Defining our Higher Power (part 2)

I’ve been through a few versions of a higher power. The first was just the meeting I went to: whatever those folks were doing in there was obviously more powerful than anything I could come up with, since they were sober and I wasn’t. So that was a good start: turning it over meant going to the meeting and trying whatever they were doing.

Next, when I started working the Steps, my sponsor encouraged me to come up with something more specific, more personal. I went with that “inner voice” which, even in the depths of my disease, was telling me to quit pot, reminding me that I hate it. I decided then that “turning it over” meant listening to that voice. I came to think of it as tuning in the Gad Radio Channel, over all the noise and static in my head.

Once I got into the groove with that, I started experiencing all those “non-coincidence coincidences” that are so magical.

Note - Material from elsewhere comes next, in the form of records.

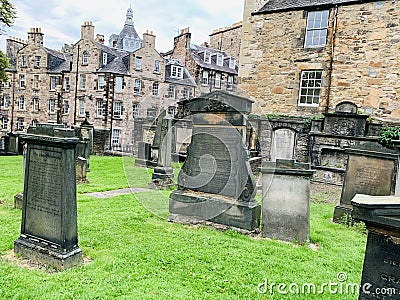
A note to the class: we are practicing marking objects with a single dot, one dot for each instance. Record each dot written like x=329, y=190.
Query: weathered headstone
x=144, y=154
x=215, y=183
x=286, y=200
x=163, y=173
x=371, y=171
x=49, y=215
x=381, y=270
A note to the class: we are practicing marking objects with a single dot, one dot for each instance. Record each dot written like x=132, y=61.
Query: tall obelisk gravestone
x=49, y=232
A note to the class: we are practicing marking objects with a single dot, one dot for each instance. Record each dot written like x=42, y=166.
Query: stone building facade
x=112, y=86
x=212, y=69
x=227, y=39
x=303, y=58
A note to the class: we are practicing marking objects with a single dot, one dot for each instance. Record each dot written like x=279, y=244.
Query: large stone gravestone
x=49, y=215
x=216, y=183
x=381, y=270
x=163, y=173
x=286, y=200
x=371, y=171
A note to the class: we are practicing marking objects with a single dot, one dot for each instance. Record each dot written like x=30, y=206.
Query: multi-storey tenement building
x=112, y=85
x=304, y=57
x=212, y=69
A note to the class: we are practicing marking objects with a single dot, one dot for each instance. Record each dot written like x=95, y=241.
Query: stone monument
x=286, y=200
x=215, y=183
x=381, y=275
x=163, y=173
x=49, y=231
x=370, y=170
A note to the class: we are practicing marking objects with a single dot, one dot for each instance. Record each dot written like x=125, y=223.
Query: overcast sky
x=61, y=20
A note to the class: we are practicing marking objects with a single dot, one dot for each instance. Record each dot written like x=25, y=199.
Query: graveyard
x=130, y=250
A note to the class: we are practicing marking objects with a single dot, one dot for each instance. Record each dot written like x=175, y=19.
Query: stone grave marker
x=286, y=200
x=371, y=171
x=381, y=270
x=215, y=183
x=49, y=232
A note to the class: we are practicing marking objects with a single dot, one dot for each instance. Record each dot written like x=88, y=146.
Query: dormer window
x=104, y=59
x=220, y=59
x=232, y=63
x=177, y=72
x=84, y=58
x=207, y=57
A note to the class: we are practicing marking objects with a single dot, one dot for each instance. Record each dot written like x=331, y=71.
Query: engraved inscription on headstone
x=49, y=232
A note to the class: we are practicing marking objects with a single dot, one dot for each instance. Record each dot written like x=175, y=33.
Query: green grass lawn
x=136, y=254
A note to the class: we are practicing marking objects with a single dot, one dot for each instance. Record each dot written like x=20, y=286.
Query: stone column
x=286, y=200
x=49, y=232
x=381, y=214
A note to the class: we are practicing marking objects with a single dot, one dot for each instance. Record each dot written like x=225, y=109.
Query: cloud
x=61, y=20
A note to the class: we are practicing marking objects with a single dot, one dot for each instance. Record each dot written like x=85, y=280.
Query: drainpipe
x=330, y=70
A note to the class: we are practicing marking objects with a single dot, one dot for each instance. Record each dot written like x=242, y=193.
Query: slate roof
x=117, y=60
x=58, y=61
x=187, y=78
x=198, y=55
x=282, y=5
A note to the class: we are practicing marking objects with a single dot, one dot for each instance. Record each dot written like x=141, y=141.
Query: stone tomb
x=49, y=232
x=371, y=170
x=381, y=270
x=286, y=200
x=215, y=183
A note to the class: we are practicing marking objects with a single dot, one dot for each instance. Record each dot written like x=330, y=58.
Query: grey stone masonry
x=381, y=214
x=286, y=200
x=49, y=232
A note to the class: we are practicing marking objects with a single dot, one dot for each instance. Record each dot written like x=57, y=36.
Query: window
x=81, y=107
x=37, y=61
x=117, y=109
x=23, y=62
x=171, y=112
x=137, y=87
x=176, y=72
x=207, y=57
x=229, y=84
x=66, y=84
x=186, y=93
x=155, y=88
x=84, y=58
x=99, y=108
x=157, y=65
x=82, y=84
x=35, y=103
x=317, y=29
x=220, y=59
x=52, y=106
x=310, y=87
x=204, y=80
x=21, y=103
x=218, y=80
x=118, y=84
x=20, y=123
x=53, y=80
x=36, y=81
x=4, y=122
x=171, y=92
x=22, y=81
x=138, y=63
x=65, y=107
x=100, y=82
x=105, y=59
x=6, y=101
x=232, y=63
x=136, y=110
x=115, y=136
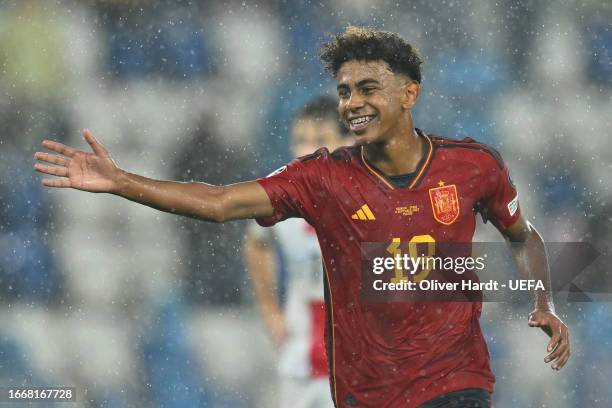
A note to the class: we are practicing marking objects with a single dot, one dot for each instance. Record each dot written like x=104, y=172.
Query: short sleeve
x=293, y=189
x=501, y=206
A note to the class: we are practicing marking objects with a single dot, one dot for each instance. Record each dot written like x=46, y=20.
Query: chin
x=366, y=138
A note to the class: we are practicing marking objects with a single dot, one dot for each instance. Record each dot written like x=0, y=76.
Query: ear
x=410, y=94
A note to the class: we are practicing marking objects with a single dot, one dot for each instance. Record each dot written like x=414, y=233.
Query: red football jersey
x=396, y=354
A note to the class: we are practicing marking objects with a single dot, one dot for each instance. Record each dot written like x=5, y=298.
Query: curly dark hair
x=364, y=44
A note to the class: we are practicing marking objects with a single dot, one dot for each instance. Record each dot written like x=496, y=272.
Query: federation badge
x=444, y=203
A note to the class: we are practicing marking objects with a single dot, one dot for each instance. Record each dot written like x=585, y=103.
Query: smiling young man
x=396, y=184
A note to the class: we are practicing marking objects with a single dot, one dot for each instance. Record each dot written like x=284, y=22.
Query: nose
x=355, y=101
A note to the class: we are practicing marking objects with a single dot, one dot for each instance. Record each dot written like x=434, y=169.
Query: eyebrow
x=363, y=82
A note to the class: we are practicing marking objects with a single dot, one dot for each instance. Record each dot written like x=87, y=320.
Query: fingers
x=52, y=158
x=61, y=183
x=95, y=146
x=53, y=170
x=561, y=353
x=59, y=147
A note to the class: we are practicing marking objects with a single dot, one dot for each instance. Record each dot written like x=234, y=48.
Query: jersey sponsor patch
x=513, y=205
x=279, y=170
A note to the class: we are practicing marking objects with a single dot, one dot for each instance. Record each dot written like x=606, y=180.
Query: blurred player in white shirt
x=297, y=328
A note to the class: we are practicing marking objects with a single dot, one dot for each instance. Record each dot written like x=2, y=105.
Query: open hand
x=94, y=172
x=558, y=346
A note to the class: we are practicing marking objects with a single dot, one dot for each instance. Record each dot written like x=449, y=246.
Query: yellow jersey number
x=395, y=249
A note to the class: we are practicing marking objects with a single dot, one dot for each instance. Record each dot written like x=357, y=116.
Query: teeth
x=361, y=120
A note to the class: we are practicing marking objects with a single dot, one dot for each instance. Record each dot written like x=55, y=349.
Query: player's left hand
x=558, y=346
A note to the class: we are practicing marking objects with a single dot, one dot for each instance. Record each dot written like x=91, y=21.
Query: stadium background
x=139, y=308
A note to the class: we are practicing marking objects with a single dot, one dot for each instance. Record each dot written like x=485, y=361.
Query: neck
x=399, y=153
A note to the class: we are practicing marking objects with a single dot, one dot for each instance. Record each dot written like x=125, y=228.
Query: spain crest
x=444, y=203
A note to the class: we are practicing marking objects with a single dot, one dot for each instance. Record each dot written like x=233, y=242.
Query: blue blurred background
x=138, y=308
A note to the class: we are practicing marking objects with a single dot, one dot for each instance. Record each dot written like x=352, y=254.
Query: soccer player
x=381, y=354
x=297, y=329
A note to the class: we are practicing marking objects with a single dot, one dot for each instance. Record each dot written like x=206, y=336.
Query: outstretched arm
x=530, y=255
x=97, y=172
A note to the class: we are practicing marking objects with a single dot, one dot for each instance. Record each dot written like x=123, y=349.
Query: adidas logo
x=364, y=213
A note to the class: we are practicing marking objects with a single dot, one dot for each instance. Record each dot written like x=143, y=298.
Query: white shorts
x=305, y=393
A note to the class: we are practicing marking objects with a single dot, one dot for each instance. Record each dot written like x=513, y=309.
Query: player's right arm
x=97, y=172
x=261, y=265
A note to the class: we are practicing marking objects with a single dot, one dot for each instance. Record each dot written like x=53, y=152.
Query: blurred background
x=138, y=308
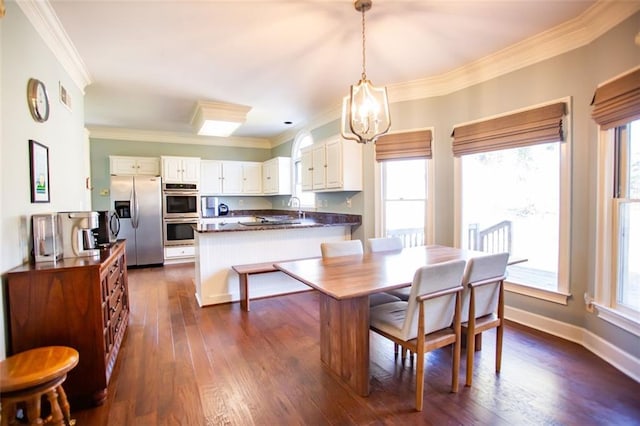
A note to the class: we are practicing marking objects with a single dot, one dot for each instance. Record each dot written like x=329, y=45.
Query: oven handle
x=182, y=193
x=182, y=220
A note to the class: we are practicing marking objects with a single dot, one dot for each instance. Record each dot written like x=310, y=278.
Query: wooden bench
x=245, y=270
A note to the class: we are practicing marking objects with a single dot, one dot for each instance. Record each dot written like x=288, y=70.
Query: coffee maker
x=47, y=237
x=77, y=233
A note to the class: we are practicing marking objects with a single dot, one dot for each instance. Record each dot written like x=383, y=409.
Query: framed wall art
x=39, y=168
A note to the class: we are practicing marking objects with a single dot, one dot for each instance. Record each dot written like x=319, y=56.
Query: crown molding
x=580, y=31
x=45, y=21
x=114, y=133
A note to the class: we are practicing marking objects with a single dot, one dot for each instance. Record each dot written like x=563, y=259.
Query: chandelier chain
x=364, y=67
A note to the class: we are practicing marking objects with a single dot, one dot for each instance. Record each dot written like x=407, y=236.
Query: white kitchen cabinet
x=134, y=165
x=276, y=176
x=231, y=178
x=210, y=177
x=181, y=169
x=306, y=166
x=333, y=165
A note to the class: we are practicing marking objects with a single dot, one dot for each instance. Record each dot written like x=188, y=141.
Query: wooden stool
x=28, y=376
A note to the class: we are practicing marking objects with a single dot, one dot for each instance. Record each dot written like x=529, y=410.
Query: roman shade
x=530, y=127
x=406, y=145
x=618, y=101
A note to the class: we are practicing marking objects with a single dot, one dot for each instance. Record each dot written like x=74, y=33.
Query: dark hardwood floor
x=185, y=365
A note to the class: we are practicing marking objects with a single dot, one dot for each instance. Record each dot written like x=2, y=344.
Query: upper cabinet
x=134, y=165
x=231, y=178
x=180, y=169
x=210, y=177
x=276, y=176
x=333, y=165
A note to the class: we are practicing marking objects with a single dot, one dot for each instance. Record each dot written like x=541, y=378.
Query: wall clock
x=38, y=100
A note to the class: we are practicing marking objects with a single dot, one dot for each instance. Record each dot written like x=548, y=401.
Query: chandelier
x=365, y=112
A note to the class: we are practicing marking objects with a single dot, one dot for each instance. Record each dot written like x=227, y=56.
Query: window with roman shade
x=406, y=145
x=617, y=102
x=534, y=126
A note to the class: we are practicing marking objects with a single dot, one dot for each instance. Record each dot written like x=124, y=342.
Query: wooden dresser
x=79, y=302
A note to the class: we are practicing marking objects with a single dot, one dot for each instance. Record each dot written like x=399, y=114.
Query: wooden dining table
x=345, y=284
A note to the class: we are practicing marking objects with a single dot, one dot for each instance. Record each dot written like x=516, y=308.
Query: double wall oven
x=180, y=212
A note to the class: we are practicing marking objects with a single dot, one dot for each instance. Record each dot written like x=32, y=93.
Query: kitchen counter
x=292, y=223
x=219, y=246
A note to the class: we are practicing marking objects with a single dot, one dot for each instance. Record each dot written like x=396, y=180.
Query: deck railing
x=494, y=239
x=411, y=237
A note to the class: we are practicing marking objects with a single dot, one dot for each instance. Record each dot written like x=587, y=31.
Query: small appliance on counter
x=108, y=228
x=77, y=234
x=47, y=237
x=209, y=207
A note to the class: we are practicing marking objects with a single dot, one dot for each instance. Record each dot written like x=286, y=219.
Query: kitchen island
x=221, y=245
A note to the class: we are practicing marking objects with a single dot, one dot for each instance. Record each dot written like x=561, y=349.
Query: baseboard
x=620, y=359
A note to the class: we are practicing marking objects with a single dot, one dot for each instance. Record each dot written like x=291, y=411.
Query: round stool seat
x=28, y=376
x=36, y=366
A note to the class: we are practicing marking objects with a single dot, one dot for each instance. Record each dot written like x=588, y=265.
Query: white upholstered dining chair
x=483, y=304
x=348, y=248
x=429, y=320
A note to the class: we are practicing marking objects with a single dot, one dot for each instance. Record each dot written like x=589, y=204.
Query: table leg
x=344, y=340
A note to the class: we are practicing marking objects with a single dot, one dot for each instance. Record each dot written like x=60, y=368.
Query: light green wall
x=23, y=55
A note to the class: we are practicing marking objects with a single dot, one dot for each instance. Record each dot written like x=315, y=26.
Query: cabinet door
x=148, y=166
x=252, y=178
x=122, y=165
x=232, y=177
x=319, y=166
x=306, y=169
x=334, y=164
x=172, y=169
x=270, y=177
x=191, y=170
x=210, y=177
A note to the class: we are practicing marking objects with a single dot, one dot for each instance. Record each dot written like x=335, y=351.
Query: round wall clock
x=38, y=100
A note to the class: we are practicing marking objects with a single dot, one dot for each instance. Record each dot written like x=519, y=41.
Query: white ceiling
x=290, y=60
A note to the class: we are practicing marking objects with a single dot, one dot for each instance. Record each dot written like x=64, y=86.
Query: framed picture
x=39, y=166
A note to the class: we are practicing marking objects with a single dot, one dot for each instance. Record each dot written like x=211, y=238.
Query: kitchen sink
x=264, y=221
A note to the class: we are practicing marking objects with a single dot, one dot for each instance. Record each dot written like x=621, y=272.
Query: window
x=626, y=201
x=616, y=109
x=307, y=199
x=404, y=185
x=514, y=195
x=404, y=200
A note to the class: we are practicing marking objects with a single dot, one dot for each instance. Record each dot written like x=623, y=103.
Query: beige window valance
x=530, y=127
x=406, y=145
x=617, y=102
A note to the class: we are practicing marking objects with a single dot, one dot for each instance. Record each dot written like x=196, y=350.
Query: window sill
x=625, y=322
x=538, y=293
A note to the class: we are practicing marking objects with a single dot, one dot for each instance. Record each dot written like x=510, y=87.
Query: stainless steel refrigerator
x=138, y=202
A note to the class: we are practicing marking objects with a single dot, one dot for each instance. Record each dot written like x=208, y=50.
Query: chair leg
x=420, y=382
x=499, y=332
x=456, y=366
x=470, y=353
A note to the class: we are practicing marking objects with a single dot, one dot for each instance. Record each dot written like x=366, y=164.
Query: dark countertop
x=312, y=220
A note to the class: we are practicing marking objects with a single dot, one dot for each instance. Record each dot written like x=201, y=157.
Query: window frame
x=606, y=268
x=429, y=226
x=562, y=292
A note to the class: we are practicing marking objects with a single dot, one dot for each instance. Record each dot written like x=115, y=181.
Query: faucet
x=291, y=204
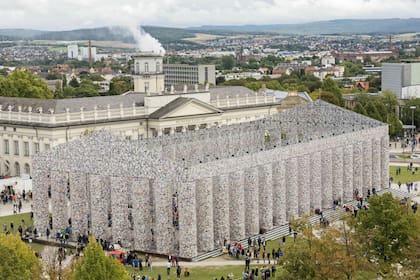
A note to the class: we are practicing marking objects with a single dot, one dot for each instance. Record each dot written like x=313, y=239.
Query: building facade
x=184, y=194
x=403, y=79
x=29, y=126
x=180, y=74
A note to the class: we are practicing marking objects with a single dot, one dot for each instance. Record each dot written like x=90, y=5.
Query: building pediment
x=182, y=106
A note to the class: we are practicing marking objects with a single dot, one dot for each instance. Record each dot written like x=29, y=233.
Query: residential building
x=403, y=79
x=178, y=74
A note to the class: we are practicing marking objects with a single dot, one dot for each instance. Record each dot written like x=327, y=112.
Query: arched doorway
x=27, y=169
x=17, y=169
x=6, y=167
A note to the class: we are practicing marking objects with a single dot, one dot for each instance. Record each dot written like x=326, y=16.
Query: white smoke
x=145, y=42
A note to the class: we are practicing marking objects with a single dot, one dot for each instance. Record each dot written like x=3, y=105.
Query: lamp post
x=413, y=138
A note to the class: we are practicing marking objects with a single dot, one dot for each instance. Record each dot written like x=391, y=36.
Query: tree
x=227, y=62
x=22, y=83
x=119, y=85
x=385, y=229
x=74, y=82
x=95, y=265
x=18, y=261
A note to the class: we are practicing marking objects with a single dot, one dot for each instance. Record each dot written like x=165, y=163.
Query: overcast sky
x=72, y=14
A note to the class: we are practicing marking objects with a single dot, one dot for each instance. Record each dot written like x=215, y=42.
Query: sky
x=74, y=14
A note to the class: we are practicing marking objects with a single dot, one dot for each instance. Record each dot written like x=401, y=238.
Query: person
x=168, y=268
x=178, y=272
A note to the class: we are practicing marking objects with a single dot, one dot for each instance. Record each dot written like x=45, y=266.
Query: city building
x=29, y=126
x=184, y=194
x=72, y=52
x=403, y=79
x=179, y=74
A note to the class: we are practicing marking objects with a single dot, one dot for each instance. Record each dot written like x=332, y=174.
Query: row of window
x=26, y=150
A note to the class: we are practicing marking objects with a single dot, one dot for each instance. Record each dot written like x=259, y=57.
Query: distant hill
x=339, y=26
x=163, y=34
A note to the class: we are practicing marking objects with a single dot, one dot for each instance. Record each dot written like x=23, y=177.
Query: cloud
x=72, y=14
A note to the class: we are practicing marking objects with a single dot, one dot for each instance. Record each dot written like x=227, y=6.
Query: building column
x=221, y=208
x=99, y=187
x=59, y=200
x=327, y=196
x=80, y=205
x=119, y=210
x=265, y=186
x=384, y=162
x=163, y=230
x=279, y=194
x=338, y=174
x=141, y=214
x=187, y=221
x=358, y=167
x=316, y=192
x=236, y=206
x=304, y=185
x=348, y=173
x=367, y=166
x=40, y=183
x=205, y=233
x=292, y=188
x=252, y=219
x=376, y=163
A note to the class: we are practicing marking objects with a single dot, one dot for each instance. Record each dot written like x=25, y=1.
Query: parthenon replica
x=185, y=193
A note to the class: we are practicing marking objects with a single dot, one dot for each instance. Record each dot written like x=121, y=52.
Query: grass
x=199, y=273
x=405, y=176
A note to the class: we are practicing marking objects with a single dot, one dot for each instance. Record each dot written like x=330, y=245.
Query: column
x=141, y=214
x=357, y=167
x=40, y=183
x=59, y=200
x=221, y=208
x=292, y=188
x=367, y=166
x=316, y=192
x=205, y=233
x=384, y=162
x=119, y=210
x=338, y=173
x=265, y=186
x=348, y=173
x=187, y=221
x=79, y=203
x=252, y=219
x=163, y=231
x=304, y=184
x=236, y=206
x=99, y=187
x=279, y=194
x=327, y=197
x=376, y=163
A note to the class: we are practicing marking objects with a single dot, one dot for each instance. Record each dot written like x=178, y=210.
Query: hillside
x=340, y=26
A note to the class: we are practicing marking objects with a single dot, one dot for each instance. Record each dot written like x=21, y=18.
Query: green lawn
x=16, y=220
x=405, y=176
x=199, y=273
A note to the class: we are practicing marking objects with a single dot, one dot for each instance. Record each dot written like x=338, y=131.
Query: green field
x=200, y=273
x=405, y=176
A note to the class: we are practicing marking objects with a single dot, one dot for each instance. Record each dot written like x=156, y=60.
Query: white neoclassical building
x=29, y=126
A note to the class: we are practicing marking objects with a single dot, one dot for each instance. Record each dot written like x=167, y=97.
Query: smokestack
x=90, y=53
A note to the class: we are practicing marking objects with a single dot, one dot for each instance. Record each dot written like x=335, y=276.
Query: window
x=26, y=149
x=16, y=146
x=36, y=148
x=6, y=147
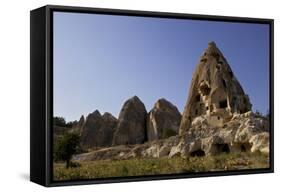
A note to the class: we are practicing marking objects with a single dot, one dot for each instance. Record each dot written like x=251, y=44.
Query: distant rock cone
x=214, y=91
x=163, y=120
x=97, y=130
x=131, y=127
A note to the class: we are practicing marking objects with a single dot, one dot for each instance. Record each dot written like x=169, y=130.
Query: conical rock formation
x=97, y=130
x=131, y=127
x=214, y=93
x=163, y=120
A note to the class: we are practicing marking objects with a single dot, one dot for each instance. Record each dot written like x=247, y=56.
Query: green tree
x=65, y=147
x=59, y=121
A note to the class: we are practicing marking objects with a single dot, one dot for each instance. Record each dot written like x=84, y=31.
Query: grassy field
x=138, y=167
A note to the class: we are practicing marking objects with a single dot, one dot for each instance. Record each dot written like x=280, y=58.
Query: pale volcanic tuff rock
x=97, y=130
x=246, y=132
x=214, y=91
x=163, y=120
x=217, y=118
x=131, y=127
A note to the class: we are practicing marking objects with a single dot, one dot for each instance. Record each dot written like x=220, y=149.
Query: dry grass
x=156, y=166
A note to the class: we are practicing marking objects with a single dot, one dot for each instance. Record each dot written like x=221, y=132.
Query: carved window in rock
x=211, y=108
x=218, y=67
x=197, y=98
x=203, y=60
x=223, y=83
x=223, y=104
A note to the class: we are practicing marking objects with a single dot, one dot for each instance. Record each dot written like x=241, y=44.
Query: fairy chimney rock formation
x=97, y=130
x=163, y=120
x=131, y=127
x=214, y=93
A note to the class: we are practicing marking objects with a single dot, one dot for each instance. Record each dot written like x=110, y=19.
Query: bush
x=59, y=121
x=65, y=147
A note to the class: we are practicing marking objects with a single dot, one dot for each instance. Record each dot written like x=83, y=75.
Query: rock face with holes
x=97, y=130
x=163, y=120
x=131, y=127
x=246, y=132
x=214, y=91
x=217, y=119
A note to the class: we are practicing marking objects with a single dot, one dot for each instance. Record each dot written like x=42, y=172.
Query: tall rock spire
x=214, y=91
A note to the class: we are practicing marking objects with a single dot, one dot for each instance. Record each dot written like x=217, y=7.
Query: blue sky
x=102, y=60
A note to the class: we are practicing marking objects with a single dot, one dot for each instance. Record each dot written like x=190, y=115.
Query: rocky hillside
x=217, y=118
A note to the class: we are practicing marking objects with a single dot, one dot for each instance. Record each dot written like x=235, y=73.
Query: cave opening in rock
x=224, y=83
x=223, y=104
x=243, y=148
x=197, y=153
x=222, y=148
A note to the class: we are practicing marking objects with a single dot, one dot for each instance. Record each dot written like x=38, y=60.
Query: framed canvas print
x=120, y=95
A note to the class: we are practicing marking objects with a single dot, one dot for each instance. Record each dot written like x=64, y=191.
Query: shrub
x=65, y=147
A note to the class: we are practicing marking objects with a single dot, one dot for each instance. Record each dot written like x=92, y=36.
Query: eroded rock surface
x=97, y=130
x=163, y=120
x=214, y=91
x=131, y=127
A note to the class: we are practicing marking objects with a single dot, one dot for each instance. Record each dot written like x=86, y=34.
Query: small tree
x=59, y=121
x=65, y=147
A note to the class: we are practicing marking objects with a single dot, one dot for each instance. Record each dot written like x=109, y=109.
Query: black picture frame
x=41, y=93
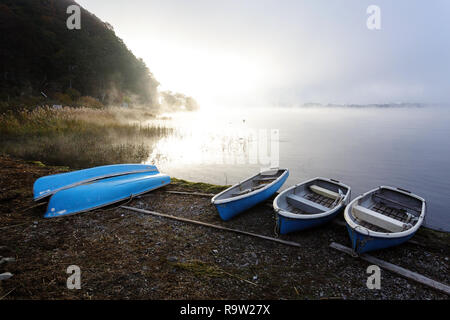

I saw it this way: God sends me a message, I can’t comprehend where it comes from or how it arrives, but I can tune it in and try to follow it, and whenever I do, it seems like I get some kind of positive confirmation or encouragement that I had done right.

Now, my new sponsor is a stickler for something specific. He says, “You need something you can get your mind around so when you have to, you can turn things over to it.” For this, I come up with a constant line of analogies, like these: We’re all adrift in the ocean, which is large beyond comprehension, and we’ll die alone in it, but God is like a boat we can survive in. Or God is the electricity that makes the little boat’s engines run. Or God is simple, pure Truth, the way things really are, not the way my ego tells me they are or should be. Or (my current favorite) God is the absence of ego. Or god is the true and only source of wisdom and compassion.

I just heard anther good one recently: think of God as a flow of electricity much stronger than we could ever capture, but things like 12-step programs, churches and spiritual practice act like a transformer, allowing us to put the power to use and see that it’s working.

I agree that MA did a good thing taking the gender out of God, and I’m glad I have some useful concepts to work with — as well as two great sponsors!